Aos 21 anos, juntar-se ao Deep Purple foi uma oferta à qual Glenn Hughes não podia recusar. Mas, sobretudo em declarações recentes, o músico de 74 anos — com o benefício do olhar em retrospectiva — expressa certo arrependimento por ter deixado o Trapeze, grupo que o revelou e que, mesmo com três álbuns de estúdio lançados, nunca ultrapassou o status de promessa, para assumir o baixo e a segunda voz em uma das três potências do triunvirato do hard rock setentista.

Nas entrevistas, Hughes vem passando a limpo sua trajetória e as decisões certas ou erradas que tomou ao longo de mais de 50 anos de carreira. Já no repertório da presente turnê — cuja etapa nacional foi anunciada como sua “despedida do Brasil” — ele oferece um recorte, senão abrangente, ao menos justo, de sua obra. Contempla carreira solo, Trapeze, Black Country Communion e parcerias com Pat Thrall e Tony Iommi — aqui sem incluir “Seventh Star” (1986), o disco do Black Sabbath cujo período pré e pós Glenn ele define em sua autobiografia como “o fundo do poço”. Ah, e Purple, é lógico, embora em menor quantidade, haja vista a longa duração do giro denominado “Classic Deep Purple Live”, no qual o set consistia apenas de músicas da banda.
Como está de disco novo — o ótimo “Chosen” — e as gravações ocorreram em trio, Hughes trouxe para a estrada os parceiros Søren Andersen, guitarrista dinamarquês que o acompanha há 17 anos, e o baterista Ash Sheehan. O formato enxuto beneficia todos os envolvidos. Sem teclados para competir — e às vezes até amenizar as coisas — o baixo de Hughes soa cavalar, enquanto Sheehan guia o estouro espancando o kit mínimo e eficaz de maneira impiedosa. Andersen, por sua vez, traduz sua ética profissional em versatilidade e fidelidade aos riffs de Iommi, Thrall, Joe Bonamassa e do saudoso Mel Galley.

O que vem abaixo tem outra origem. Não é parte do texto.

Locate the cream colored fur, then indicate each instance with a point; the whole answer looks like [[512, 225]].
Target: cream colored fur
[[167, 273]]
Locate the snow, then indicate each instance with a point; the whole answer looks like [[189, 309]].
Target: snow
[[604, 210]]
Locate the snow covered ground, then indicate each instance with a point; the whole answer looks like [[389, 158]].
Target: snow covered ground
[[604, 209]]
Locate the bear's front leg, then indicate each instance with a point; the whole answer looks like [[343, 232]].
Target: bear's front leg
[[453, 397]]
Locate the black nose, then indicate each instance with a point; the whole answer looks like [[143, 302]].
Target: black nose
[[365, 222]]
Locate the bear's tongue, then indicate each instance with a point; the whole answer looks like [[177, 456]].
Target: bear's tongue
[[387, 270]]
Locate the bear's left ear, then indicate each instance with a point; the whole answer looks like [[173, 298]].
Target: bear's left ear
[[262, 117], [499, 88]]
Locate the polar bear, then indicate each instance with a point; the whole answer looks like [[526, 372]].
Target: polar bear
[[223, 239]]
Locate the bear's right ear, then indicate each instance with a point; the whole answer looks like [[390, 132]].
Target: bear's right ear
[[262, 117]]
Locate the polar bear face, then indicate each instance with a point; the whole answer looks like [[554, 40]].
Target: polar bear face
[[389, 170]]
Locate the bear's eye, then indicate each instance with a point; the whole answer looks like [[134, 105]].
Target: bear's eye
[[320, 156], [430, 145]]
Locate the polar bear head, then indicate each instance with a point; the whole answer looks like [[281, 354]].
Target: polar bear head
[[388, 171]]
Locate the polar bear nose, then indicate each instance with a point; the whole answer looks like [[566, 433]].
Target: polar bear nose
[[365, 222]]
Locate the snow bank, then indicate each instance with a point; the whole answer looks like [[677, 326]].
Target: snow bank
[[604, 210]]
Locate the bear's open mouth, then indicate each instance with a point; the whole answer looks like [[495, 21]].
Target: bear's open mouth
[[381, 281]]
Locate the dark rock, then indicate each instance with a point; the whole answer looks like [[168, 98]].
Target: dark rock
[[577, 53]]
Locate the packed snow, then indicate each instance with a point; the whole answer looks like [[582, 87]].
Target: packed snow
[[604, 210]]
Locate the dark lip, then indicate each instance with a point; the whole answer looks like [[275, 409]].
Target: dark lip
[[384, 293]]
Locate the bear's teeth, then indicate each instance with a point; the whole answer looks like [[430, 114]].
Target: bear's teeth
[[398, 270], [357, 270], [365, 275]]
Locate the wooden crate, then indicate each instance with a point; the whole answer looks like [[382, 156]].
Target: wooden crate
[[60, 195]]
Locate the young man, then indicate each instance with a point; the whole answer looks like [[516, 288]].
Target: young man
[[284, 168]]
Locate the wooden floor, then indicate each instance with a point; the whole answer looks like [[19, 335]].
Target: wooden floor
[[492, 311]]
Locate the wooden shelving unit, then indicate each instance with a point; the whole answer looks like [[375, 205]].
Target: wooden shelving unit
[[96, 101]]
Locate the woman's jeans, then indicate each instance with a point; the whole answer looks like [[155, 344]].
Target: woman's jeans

Verdade seja dita: o clima no Circo Voador, Rio de Janeiro, na última sexta-feira (14), era de incerteza após o ocorrido na véspera em Belo Horizonte, quando, desidratado, Hughes precisou interromper a apresentação para receber atendimento médico e, sem condições de voltar ao palco, deu o show por encerrado após a sexta música. Com a pontualidade mais britânica possível, Glenn e seus asseclas subiram ao palco e o que se viu foi um dinossauro em nova pele. Econômico nos movimentos, entornou todo o pote de mana nas palhetadas e nos diversos floreios vocais que nos fazem crer que Deus tem, sim, seus eleitos. Impressiona — na mesma proporção em que arrepia — vê-lo estender notas agudíssimas com a mesma facilidade que tinha na década de 1970. É de fazer cantores aspirantes optarem por empregos CLT.

Houve momentos de puro storytelling. Hughes contou as origens de músicas que se orgulha de ter escrito aos 18 anos na cozinha da casa da avó, como “Medusa”, faixa-título do segundo e mais clássico trabalho do Trapeze; de outras resultantes de um trabalho a quatro mãos com “um guitarrista muito talentoso de São Francisco” (Pat Thrall, não citado nominalmente); e de um par (“Grace” e “Dopamine”) que atesta a longeva amizade com o cara de fala mansa que cria os riffs de metal mais f#das de todos os tempos.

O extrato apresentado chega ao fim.